A groundbreaking but controversial climate initiative will see Japan transporting its industrial carbon emissions across international borders to Malaysia for underground storage, marking the first such venture in Southeast Asia.

The ambitious plan involves capturing carbon dioxide from Japan’s most polluting sectors – including power generation, oil refining, cement production, shipping, and steel manufacturing – then shipping it to Malaysia for permanent burial within the coming years. Environmental critics, however, dismiss the technology as an expensive diversion from proven climate solutions.

Malaysia is working to establish itself as the region’s central hub for this disputed three-stage technology that involves capturing, moving, and storing carbon dioxide underground. Currently, fossil fuels power approximately 81% of Malaysia’s electrical grid, leading climate advocates to argue that carbon capture diverts resources from established emission-reduction strategies like renewable energy development.

As one of the globe’s largest carbon producers, Japan’s cross-border storage plan could establish a blueprint for other Southeast Asian countries with similar geological storage capabilities, including Indonesia and Thailand, according to industry experts.

However, opponents warn this approach could hinder already struggling worldwide emission reduction efforts.

“The plan dangerously shifts the burden of climate change onto Malaysia rather than onto Japan,” stated Rachel Kennerley, a carbon capture specialist with the Washington-based Center for International Environmental Law.

The technical process begins by capturing emissions at their source – facilities like refineries or power plants. Various methods exist, from retrofitting existing infrastructure to installing vacuum-style systems that extract emissions from the air.
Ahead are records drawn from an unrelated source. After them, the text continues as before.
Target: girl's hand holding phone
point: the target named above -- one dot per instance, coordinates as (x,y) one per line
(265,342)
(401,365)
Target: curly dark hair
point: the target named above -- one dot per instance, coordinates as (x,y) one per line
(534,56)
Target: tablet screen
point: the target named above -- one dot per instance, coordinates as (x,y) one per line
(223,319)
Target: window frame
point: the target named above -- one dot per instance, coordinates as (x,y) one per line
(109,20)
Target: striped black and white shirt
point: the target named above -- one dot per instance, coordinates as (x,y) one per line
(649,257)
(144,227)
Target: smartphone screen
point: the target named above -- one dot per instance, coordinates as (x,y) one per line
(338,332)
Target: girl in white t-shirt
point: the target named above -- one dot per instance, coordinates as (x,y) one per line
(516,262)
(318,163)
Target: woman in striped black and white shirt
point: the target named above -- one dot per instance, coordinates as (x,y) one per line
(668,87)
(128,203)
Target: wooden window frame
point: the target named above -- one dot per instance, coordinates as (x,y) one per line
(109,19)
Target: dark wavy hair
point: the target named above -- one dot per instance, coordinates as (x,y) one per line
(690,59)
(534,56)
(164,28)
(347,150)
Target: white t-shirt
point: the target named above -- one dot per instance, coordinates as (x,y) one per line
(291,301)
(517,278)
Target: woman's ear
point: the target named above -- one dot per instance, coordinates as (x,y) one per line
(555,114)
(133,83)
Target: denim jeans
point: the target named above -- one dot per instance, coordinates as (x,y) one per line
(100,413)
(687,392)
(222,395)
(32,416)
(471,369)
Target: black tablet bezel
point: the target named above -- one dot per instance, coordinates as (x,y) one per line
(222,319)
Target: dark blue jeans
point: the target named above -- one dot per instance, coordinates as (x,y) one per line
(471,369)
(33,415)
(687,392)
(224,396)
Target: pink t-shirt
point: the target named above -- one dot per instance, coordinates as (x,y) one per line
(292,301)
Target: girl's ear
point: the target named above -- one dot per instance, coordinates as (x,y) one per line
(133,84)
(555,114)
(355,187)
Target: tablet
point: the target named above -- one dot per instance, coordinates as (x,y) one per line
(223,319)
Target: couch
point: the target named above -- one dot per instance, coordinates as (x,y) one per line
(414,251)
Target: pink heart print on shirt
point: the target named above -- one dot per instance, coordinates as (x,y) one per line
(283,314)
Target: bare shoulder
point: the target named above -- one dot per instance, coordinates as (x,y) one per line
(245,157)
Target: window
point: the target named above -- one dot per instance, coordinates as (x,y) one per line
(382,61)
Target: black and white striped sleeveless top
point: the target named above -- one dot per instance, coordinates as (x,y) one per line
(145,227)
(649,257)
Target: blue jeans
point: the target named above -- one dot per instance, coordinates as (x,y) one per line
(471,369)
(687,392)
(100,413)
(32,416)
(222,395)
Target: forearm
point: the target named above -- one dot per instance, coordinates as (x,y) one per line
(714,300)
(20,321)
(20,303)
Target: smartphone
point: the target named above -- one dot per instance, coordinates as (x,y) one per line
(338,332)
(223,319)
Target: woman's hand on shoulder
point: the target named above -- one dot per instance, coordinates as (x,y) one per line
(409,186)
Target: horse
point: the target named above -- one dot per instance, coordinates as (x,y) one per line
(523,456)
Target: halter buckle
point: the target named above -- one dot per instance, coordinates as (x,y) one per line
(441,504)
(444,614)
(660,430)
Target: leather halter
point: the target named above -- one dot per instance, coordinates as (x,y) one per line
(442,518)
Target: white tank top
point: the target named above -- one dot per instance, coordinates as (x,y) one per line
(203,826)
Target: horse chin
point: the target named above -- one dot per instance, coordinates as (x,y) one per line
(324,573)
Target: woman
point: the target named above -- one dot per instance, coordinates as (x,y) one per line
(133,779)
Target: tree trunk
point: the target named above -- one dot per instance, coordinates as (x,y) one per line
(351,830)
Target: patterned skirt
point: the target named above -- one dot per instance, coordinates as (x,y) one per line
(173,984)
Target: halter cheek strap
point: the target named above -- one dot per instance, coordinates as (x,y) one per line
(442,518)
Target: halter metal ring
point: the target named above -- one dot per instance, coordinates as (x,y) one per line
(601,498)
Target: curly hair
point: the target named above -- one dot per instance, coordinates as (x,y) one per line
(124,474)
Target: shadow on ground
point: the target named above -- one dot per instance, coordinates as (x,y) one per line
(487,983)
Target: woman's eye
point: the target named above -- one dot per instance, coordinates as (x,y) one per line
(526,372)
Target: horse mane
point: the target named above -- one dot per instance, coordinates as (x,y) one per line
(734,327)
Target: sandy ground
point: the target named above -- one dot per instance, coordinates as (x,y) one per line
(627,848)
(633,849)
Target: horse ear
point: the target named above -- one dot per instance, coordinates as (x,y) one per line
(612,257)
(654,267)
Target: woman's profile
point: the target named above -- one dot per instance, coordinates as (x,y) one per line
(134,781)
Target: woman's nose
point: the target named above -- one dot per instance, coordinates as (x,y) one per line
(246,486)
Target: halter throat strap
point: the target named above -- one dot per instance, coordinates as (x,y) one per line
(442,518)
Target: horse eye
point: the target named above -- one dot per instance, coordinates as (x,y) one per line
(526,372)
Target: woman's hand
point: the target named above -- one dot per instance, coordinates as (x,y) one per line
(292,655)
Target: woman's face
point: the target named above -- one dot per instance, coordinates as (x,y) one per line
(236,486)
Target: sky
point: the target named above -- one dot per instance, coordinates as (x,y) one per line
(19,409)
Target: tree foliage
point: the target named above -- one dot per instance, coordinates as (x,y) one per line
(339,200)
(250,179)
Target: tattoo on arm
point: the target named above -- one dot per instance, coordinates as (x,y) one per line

Though Japan and Malaysia haven’t released comprehensive project details, the captured carbon dioxide will require separation from other industrial gases before being converted to liquid form and transported via specialized vessels to storage locations, most likely in exhausted natural gas fields off Malaysia’s Sarawak state coast on Borneo island.

Following injection into underground formations, these storage sites require continuous monitoring to prevent potential leaks.

Major fossil fuel corporations like Exxon Mobil and Shell, along with various governments, champion this approach as a climate strategy that provides transition time for nations and industries moving toward cleaner energy sources.

The European Union’s inaugural offshore carbon storage operation, capturing Danish emissions for injection beneath North Sea waters, is scheduled to begin by mid-2026. Norway launched a facility last year to test international carbon transportation.

Grant Hauber from the U.S.-based Institute for Energy Economics and Financial Analysis described “an almost fantastical theoretical uptick” in carbon capture interest, calling it something that “offers a tantalizing promise that just won’t deliver.”

While the International Energy Agency recognizes carbon capture, utilization and storage as a climate tool, the IEA’s most recent Net Zero Emissions projections estimate it will account for under 5% of emission reductions by 2050.

Malaysia enacted legislation last year to promote its carbon capture sector. The Ministry of Economy projects this emerging industry could contribute up to $250 billion to the national economy over three decades, though officials declined to provide specifics.

Malaysia’s government-owned energy company, Petronas, is spearheading construction of a $1.1 billion offshore carbon storage facility that will be the world’s largest when operations begin by decade’s end. Petronas representatives declined to comment.

Eqram Mustaqeem, who has campaigned against carbon capture in Malaysia, criticized the investment approach: “We’re spending high amounts of money on a technology that is under-delivering and unproven” instead of funding proven decarbonization methods like solar energy expansion or electrical grid improvements.

Fossil fuels provide the majority of Japan’s energy needs, placing the nation among the world’s five highest carbon emitters.

Japan is funding nine carbon storage locations, including three in Malaysia, as part of efforts to reduce net emissions. Officials estimate these sites will store 20 million tons of carbon annually by 2030, representing approximately 2% of Japan’s yearly emissions.

Malaysia will receive payment for each ton of stored emissions, while Japan plans to deduct those amounts from its total carbon output calculations.

Representatives from Japan’s leading project agencies – the Ministry of Economy, Trade and Industry and the Japan Organization for Metals and Energy Security (JOGMEC) – did not respond to comment requests.

Government records indicate multiple Japanese companies plan to transport emissions to Malaysia.

Ayumi Fukakusa from Friends of the Earth Japan characterized the concept of exporting emissions internationally as “carbon colonialism.”

Beyond questioning carbon capture’s effectiveness, critics oppose managing emissions rather than eliminating them entirely.

“Japan gets to keep polluting and driving climate change, while claiming to ‘clean up’ its emissions by shipping the carbon to Malaysia,” Kennerley explained. She warned this approach would transform Malaysia into “a carbon dumping ground for industrial pollution” while undermining genuine climate action.